Das deutsche Bildungssystem selektiert offiziell nach „Leistung“, inoffiziell spielen aber auch soziale Aspekte oder Zuschreibungen beispielsweise aufgrund einer vermeintlich anderen kulturellen Herkunft bei der Beurteilung der Schüler:innen eine Rolle. Hans wird nach der vierten Klasse eher eine Empfehlung für das Gymnasium erhalten als Fatma. Insgesamt wird soziale Ungleichheit noch immer über Bildung reproduziert bzw. immer wieder erzeugt. Dies zeigt sich auch in Bezug auf Inklusion, also das gemeinsame Lernen von Kindern und Jugendlichen mit und ohne Behinderung. Unter anderem durch Förderschulen wird hier weiter Selektion betrieben. Kinder und Jugendliche werden so neben dem sozialen Leben auch vom ersten Arbeitsmarkt ausgeschlossen. Kaum jemand, der eine Förderschule besucht hat, schafft es auf den ersten Arbeitsmarkt. Oft werden dies Menschen zu inakzeptablen „Löhnen“ unter ALG-II-Niveau in Behinderten-Werkstätten, wenn man es höflich sagen will, beschäftigt.

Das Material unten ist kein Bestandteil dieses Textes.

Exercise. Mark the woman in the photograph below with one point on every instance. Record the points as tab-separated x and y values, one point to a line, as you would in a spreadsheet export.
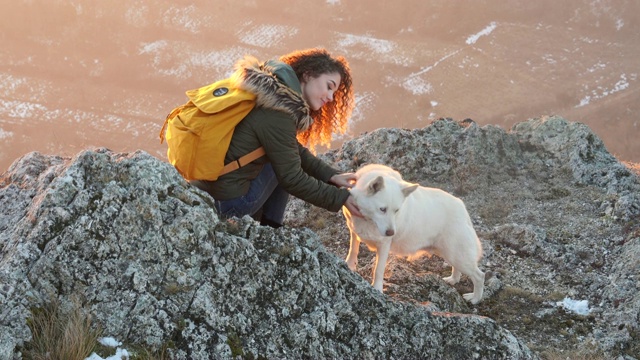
304	97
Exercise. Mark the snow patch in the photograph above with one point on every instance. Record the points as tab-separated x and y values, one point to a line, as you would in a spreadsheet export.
5	134
484	32
376	45
600	92
417	86
580	307
266	35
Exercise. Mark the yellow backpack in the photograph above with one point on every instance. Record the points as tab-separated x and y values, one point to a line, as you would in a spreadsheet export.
198	133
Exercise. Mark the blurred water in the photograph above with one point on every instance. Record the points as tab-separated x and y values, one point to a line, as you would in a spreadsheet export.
77	74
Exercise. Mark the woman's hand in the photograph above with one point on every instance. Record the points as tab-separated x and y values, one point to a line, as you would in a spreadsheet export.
346	180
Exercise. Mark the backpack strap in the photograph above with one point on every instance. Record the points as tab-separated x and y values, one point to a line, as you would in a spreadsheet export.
244	160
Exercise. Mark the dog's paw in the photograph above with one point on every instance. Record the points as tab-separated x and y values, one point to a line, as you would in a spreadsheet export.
470	298
451	280
352	265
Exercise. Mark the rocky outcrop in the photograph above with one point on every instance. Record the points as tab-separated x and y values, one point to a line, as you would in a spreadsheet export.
558	216
147	256
145	253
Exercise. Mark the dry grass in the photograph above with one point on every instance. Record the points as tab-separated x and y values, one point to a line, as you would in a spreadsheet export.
59	334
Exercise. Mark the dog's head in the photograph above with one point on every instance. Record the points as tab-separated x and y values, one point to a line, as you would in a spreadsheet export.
380	199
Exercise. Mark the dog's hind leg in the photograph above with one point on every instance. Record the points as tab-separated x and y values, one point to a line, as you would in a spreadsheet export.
477	277
382	255
455	276
354	249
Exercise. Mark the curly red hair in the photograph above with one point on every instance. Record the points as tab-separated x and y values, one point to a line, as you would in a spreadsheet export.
333	116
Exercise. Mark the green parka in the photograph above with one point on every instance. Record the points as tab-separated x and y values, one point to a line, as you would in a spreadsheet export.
273	124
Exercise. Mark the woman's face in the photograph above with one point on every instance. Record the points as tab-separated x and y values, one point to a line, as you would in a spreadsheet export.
319	91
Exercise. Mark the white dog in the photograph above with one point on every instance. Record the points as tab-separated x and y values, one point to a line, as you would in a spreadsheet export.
410	220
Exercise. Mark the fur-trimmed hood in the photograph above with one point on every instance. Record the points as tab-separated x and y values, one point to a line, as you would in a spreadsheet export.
276	87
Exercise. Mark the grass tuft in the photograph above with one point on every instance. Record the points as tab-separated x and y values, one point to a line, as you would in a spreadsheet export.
60	335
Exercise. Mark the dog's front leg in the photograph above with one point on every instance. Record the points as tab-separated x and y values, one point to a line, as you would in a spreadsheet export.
354	249
382	254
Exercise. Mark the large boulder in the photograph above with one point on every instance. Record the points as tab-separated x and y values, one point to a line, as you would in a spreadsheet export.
128	239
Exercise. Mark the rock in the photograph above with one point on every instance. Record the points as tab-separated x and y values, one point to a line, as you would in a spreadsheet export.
145	253
557	214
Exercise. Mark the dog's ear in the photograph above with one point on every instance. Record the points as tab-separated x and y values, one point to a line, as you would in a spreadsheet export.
375	185
409	189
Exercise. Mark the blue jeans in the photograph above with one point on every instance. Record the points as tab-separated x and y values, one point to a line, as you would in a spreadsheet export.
264	193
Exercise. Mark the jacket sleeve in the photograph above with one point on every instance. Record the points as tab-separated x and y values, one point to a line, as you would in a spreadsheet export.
277	134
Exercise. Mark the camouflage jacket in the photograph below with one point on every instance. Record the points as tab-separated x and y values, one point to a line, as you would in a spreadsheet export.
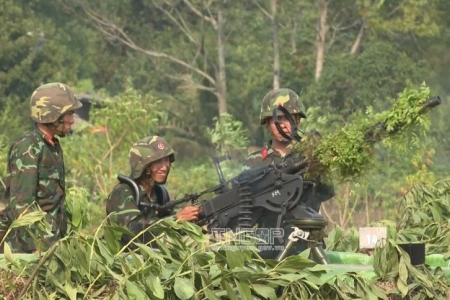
35	175
121	198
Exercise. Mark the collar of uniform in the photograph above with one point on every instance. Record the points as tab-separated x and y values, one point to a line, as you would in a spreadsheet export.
48	138
270	151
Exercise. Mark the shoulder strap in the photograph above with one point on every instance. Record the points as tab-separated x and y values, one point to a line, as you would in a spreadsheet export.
161	194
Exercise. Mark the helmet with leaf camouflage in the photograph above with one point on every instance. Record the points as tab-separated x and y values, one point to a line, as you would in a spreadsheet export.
281	97
146	151
50	101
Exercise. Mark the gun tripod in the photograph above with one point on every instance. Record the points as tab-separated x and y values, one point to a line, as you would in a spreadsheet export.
312	232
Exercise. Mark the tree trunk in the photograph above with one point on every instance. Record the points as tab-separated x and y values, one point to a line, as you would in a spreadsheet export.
358	39
321	33
222	76
276	46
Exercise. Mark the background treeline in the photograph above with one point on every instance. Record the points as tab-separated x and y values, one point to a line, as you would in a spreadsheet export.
172	67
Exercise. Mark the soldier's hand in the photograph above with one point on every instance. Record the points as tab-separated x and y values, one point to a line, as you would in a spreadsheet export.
188	213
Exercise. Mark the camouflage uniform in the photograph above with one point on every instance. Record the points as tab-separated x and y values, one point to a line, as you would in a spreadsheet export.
36	168
142	153
311	197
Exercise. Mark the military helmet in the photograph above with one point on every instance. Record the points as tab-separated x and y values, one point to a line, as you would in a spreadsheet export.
281	97
146	151
50	101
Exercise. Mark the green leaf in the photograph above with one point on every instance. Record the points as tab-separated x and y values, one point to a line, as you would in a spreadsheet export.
235	259
403	277
71	291
183	288
154	284
244	290
264	291
134	291
8	253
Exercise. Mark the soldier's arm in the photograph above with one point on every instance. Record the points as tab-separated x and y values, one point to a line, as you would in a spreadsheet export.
23	177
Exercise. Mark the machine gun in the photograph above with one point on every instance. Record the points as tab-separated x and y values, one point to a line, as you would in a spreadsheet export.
276	188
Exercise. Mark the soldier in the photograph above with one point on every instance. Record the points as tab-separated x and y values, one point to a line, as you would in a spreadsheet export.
150	162
278	149
36	166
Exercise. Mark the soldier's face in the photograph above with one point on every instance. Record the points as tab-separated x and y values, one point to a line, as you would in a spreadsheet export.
66	123
284	124
160	169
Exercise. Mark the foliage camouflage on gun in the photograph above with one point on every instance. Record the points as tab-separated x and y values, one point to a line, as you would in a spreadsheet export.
348	152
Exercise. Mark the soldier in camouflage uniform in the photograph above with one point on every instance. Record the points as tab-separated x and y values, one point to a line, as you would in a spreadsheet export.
278	150
35	167
150	162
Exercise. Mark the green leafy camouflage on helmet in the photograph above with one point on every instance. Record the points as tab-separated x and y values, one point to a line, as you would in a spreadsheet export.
50	101
146	151
281	97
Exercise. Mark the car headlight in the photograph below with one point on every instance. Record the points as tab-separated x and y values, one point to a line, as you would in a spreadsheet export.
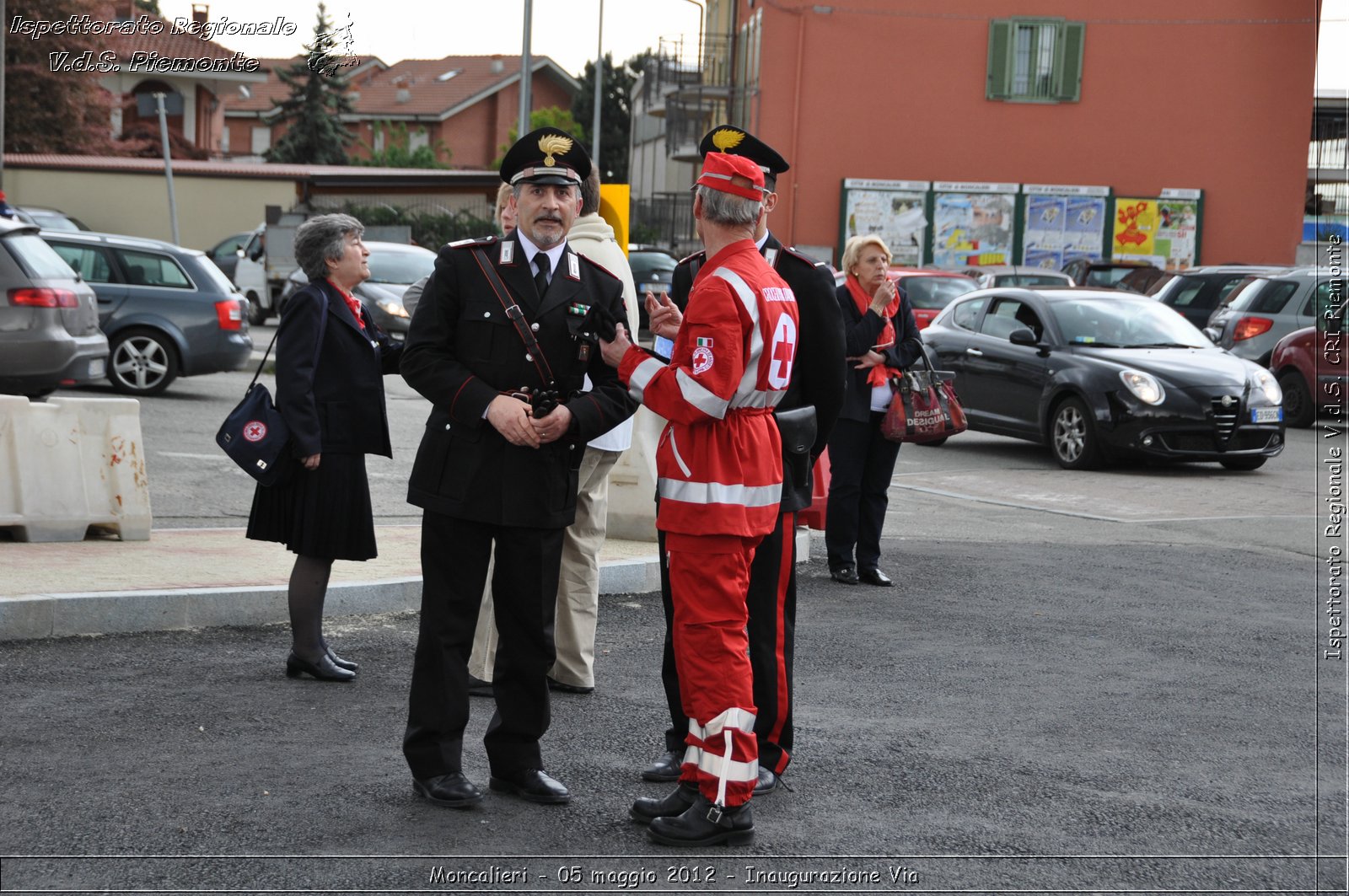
393	308
1265	381
1144	386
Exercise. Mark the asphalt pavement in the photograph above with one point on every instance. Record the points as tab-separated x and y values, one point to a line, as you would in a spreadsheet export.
1117	694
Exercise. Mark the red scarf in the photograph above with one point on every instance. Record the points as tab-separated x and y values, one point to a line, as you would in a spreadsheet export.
880	374
352	303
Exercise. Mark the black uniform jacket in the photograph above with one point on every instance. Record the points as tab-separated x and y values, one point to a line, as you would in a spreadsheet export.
463	352
863	332
339	406
820	370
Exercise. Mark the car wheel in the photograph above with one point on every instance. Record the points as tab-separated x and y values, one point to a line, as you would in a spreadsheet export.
142	362
1244	463
1072	436
1299	409
256	314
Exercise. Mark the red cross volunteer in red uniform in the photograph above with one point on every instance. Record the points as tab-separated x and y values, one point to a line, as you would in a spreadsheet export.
719	471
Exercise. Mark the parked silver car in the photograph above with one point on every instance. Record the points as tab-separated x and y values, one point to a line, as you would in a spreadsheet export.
166	309
1266	308
49	320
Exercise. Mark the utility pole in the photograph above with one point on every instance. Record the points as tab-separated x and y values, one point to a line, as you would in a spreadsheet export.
599	83
525	76
164	137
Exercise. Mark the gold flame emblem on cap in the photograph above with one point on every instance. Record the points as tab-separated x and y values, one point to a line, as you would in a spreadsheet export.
551	145
728	139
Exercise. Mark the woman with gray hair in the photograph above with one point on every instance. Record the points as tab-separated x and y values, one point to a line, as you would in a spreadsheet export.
331	359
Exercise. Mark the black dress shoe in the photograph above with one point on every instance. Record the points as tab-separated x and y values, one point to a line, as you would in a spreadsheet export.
668	768
478	687
766	783
341	663
705	824
847	575
876	577
530	784
323	668
647	810
452	790
553	684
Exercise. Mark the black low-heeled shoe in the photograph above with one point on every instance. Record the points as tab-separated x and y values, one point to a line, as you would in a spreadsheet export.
341	663
324	668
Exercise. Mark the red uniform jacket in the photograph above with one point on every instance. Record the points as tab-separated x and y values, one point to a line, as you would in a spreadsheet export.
719	462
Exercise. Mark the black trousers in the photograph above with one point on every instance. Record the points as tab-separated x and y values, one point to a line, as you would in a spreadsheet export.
455	555
772	635
861	466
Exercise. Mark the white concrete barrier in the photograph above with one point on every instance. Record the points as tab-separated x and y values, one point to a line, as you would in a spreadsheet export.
72	463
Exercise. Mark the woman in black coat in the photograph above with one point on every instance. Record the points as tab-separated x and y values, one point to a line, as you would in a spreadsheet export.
331	359
881	341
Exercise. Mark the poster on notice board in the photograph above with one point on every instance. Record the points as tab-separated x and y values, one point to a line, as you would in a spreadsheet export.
1062	224
894	211
973	224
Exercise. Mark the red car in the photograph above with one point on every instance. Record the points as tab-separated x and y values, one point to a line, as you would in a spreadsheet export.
1312	355
930	289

Auch das ist nicht gerecht!

Benachteiligte und privilegierte Schüler*innen bleiben jeweils unter sich

[…]

Die Kinder bleiben jeweils unter sich; auf den Privatschulen die der privilegierten Eltern, auf den anderen Schulen die benachteiligten Schüler*innen. Und das, obwohl sich eine vielfältige Zusammensetzung von Lerngruppen positiv auswirkt – ohne den besseren Schüler*innen zu schaden.

Die Zeit (19.02.2019)

Der Berufseinstieg, immer noch eine Frage der Herkunft und des Geschlechts

Wenn es um den Berufseinstieg geht, wird es Fatma wahrscheinlich auch schwerer als Hans haben. Viele Frauen sind noch immer oft in Dienstleistungsberufen (Pflegen, Helfen, Betreuen, Verkaufen, Assistieren) und nicht in technischen und produzierenden Berufen mit guten Verdienstmöglichkeiten zu finden. Dies sind überwiegend sogenannte „Sackgassenberufe“, also ohne große Aufstiegsmöglichkeiten. Das liegt oft an verengten Perspektiven für Frauen und hängt mit der Einstellungspraxis der Betriebe zusammen. Von der unterschiedlichen Bezahlung (Gender Pay Gap) gar  nicht anzufangen. Das ist alles – aber nicht gerecht!

Unter anderem diese Themen zeigt einmal mehr die Wichtigkeit des heutigen Welttages der sozialen Gerechtigkeit!